Sales of previously occupied homes rose for the third month in a row in June, the
National Association of Realtors reported. That hasn't happened since early
2004, during the boom.
"The turnaround in the housing market appears finally to be here and indeed may
be gaining some speed," wrote Joel Naroff, president of Naroff Economic Advisors Inc.
Stocks jumped on the news, with the Dow Jones industrial average rising above 9,000 for the first time since early
January.
Home sales rose 3.6 percent to a seasonally adjusted annual rate of 4.89 million
last month, from a downwardly revised pace of 4.72 million in May.

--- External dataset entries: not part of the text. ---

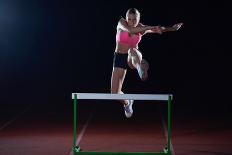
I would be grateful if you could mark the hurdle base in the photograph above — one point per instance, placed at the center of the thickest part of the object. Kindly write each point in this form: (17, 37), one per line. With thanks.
(119, 153)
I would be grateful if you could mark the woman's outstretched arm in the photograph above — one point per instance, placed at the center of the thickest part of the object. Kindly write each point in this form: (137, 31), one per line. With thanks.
(122, 24)
(173, 28)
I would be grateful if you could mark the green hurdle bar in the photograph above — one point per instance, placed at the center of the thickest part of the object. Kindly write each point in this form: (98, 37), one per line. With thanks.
(101, 96)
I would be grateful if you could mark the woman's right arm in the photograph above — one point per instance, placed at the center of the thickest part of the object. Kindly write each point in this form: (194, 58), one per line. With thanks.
(122, 24)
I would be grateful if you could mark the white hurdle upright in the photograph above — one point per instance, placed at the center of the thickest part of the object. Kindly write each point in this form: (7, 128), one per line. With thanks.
(105, 96)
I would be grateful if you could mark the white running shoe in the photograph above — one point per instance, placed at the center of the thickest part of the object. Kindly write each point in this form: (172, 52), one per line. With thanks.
(128, 108)
(142, 70)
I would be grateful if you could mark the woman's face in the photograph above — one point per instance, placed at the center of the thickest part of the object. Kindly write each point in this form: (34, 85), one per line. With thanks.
(132, 20)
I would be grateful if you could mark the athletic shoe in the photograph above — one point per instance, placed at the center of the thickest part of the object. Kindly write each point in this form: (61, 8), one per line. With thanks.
(142, 70)
(128, 108)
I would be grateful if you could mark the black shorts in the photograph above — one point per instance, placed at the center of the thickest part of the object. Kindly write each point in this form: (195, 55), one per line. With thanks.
(120, 60)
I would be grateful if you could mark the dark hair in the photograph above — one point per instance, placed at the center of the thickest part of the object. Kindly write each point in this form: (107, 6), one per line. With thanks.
(133, 11)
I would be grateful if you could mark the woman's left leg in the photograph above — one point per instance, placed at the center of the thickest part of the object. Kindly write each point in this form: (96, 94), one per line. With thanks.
(136, 61)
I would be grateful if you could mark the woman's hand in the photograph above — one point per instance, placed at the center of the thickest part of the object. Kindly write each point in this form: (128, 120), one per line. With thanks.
(177, 26)
(156, 29)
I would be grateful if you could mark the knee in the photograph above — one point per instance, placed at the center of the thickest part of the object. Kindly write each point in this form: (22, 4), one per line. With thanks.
(132, 52)
(135, 54)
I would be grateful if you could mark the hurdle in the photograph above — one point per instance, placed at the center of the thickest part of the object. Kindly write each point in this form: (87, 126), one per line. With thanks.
(104, 96)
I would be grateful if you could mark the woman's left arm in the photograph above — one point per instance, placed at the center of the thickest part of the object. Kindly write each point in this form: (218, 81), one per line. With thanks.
(173, 28)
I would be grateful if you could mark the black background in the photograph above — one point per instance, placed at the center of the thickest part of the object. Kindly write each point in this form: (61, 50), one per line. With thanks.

Sales were up in all four regions of the
country.
It was the highest level of sales since last October and beat economists'
expectations. Sales had been expected to rise to an annual pace of 4.84 million units, according to Thomson
Reuters.
In another encouraging sign, the share of foreclosures on the market is
shrinking. About one out of three homes sold in June was foreclosure-related, down from nearly half earlier this
year.
And the glut of homes up for sale dwindled to 3.8 million. That's a 9.4-month
supply at the current sales pace and another important sign of a recovery. When the market balances at a 7-month
supply prices should begin to stabilize, the Realtors's group said.
That probably won't happen until next year because of a backlog of foreclosures
that have yet to come on to the market. The median sales price was $181,800 in June, down 15 percent from year-ago
levels but up slightly from $174,700 in May.
Nevertheless, prices have risen for three straight months in about half of the 55
major metropolitan areas tracked by the Associated Press-Re/Max Housing Report, also released Thursday.